Unterschied Art. 43 vs. 44 AIG: Die Praxis-Differenz zwischen den beiden Normen ist substanziell. Anspruchs-Norm (Art. 43) bedeutet, dass eine Verweigerung gerichtlich anfechtbar ist mit höherer Erfolgsaussicht. Ermessens-Norm (Art. 44) bedeutet, dass das Bundesgericht die Verweigerung nur eingeschränkt überprüft — die kantonale Behörde hat Spielraum, der nur bei Willkür oder Rechtsverletzung korrigiert wird (BGE 137 I 247).
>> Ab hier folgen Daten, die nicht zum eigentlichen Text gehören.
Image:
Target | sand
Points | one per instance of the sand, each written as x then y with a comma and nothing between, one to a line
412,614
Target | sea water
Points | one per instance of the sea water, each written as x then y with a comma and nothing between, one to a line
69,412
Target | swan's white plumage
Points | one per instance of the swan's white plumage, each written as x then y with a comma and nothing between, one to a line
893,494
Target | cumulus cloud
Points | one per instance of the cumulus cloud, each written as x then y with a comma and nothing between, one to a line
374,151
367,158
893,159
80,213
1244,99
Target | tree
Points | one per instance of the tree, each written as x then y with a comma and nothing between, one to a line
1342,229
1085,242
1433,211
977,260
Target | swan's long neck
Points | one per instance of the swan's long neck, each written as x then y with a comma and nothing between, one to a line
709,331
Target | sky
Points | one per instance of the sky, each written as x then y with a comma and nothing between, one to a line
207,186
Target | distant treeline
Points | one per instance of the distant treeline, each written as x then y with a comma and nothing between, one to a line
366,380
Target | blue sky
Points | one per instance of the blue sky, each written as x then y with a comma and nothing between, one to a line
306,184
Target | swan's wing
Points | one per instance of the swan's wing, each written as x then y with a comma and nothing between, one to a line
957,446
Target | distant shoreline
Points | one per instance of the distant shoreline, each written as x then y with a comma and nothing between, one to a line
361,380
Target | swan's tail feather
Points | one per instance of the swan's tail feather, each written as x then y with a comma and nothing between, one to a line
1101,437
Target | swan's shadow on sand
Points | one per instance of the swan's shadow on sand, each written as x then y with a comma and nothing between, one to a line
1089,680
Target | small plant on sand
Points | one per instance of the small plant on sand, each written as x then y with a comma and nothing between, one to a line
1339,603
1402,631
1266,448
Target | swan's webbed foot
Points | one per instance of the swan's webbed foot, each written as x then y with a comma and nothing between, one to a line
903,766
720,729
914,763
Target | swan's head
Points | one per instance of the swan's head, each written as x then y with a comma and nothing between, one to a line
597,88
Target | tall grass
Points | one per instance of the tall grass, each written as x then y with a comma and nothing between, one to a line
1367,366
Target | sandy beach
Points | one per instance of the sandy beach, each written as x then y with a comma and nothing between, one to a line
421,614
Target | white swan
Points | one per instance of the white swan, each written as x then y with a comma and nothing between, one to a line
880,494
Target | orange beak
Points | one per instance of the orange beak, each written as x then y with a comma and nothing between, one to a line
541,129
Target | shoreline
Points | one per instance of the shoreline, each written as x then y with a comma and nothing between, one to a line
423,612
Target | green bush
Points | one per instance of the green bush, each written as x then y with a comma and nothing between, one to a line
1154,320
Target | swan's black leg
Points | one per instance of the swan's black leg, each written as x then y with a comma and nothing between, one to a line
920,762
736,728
Anker-Ehegatte mit L-Bewilligung (Kurzaufenthalt) — Art. 32 AIG

Hat der Anker-Ehegatte eine Kurzaufenthaltsbewilligung L, ist Familiennachzug grundsätzlich nicht vorgesehen. Art. 32 AIG regelt die L-Bewilligung; ein Familiennachzug ist im Gesetz nicht systematisch verankert.
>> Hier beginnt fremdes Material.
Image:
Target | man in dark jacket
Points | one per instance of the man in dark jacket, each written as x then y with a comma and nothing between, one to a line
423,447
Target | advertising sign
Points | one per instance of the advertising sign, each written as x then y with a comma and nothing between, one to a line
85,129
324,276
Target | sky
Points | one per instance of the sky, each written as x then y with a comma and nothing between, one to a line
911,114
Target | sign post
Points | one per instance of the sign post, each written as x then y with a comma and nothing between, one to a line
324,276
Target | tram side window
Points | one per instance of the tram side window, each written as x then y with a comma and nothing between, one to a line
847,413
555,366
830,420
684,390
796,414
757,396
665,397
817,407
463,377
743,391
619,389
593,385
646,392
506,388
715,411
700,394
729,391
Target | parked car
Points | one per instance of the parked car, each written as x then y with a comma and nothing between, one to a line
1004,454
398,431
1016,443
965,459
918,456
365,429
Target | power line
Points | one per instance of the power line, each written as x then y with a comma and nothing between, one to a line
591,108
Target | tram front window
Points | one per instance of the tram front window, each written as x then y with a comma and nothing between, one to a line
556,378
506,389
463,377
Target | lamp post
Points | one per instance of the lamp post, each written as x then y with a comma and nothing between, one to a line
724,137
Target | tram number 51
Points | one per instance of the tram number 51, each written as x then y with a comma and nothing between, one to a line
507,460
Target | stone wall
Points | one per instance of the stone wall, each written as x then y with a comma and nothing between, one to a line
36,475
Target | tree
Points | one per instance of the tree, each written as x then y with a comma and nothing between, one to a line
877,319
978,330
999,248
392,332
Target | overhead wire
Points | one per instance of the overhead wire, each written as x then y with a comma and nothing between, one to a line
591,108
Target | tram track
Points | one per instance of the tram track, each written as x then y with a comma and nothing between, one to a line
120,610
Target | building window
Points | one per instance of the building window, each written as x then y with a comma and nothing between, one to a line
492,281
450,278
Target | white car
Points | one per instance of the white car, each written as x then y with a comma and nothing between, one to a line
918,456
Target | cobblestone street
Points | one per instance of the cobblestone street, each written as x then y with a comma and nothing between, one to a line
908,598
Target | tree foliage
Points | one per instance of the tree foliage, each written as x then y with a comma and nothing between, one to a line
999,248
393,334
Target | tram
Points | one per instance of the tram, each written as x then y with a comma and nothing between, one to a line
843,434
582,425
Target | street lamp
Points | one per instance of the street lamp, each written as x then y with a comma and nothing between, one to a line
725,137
In der Praxis bedeutet das:

  • Der nicht-anwesende Ehegatte muss in der Regel das Ende der L-Phase und die Erteilung einer B-Bewilligung an die Anker-Person abwarten.
  • Ausnahmsweise kann ein Familiennachzug bei besonderen Konstellationen (z.B. wissenschaftliche Tätigkeit mit gesicherter Dauer von mindestens einem Jahr, klare Aussicht auf B) bewilligt werden — Ermessensentscheid der Behörde, kantonal unterschiedlich.
  • Bei kurzer Dauer der L-Phase ist eine Eheschliessung in der Schweiz möglich, doch die Permit-Wirkungen für den Ehegatten setzen typischerweise erst mit Statuswechsel der Anker-Person ein.
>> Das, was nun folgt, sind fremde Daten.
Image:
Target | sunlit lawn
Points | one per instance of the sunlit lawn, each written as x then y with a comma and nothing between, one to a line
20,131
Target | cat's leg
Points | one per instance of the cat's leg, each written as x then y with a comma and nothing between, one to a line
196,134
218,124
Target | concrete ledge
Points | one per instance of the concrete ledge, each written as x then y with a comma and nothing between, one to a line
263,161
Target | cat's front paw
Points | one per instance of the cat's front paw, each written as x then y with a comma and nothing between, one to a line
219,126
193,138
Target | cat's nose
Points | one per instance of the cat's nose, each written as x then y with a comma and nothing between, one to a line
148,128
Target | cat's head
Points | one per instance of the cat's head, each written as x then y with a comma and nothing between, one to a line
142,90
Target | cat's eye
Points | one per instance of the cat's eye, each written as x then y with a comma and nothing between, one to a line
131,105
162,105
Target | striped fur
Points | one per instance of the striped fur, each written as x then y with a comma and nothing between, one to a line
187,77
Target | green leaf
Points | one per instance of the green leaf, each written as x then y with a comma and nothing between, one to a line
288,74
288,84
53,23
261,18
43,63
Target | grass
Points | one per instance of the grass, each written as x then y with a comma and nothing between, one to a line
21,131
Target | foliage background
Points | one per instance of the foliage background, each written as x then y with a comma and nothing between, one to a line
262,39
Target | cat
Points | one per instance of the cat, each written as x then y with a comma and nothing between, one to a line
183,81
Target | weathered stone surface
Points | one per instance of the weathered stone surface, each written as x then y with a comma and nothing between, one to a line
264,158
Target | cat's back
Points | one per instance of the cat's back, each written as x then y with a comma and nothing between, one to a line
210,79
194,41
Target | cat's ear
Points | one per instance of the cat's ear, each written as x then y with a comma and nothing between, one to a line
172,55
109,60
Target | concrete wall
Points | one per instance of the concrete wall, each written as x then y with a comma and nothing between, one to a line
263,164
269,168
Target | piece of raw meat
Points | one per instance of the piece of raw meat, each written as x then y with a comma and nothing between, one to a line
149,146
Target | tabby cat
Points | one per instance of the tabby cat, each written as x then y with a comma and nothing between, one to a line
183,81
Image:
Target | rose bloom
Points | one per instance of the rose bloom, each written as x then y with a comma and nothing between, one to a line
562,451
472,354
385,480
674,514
VERIFY: Aktuelle Praxis SEM/Migrationsbehörden zu Familiennachzug bei L-Bewilligung; kantonale Variation insbesondere ZH vs. GE vs. VD.

Anker-Ehegatte mit Schweizer Pass — Art. 42 AIG

Diese Konstellation wird in einem eigenen Artikel behandelt: life-events/le_marriage_to_swiss.md. Kurzhinweis: Anspruch auf Familiennachzug nach Art. 42 AIG; der nachgezogene Ehegatte erhält eine Ci-Bewilligung (Aufenthalt mit Erwerbstätigkeit zur Familienzusammenführung mit Schweizer:in); erleichterte Einbürgerung nach 3 Jahren Ehe und 5 Jahren Wohnsitz möglich (BüG Art. 21).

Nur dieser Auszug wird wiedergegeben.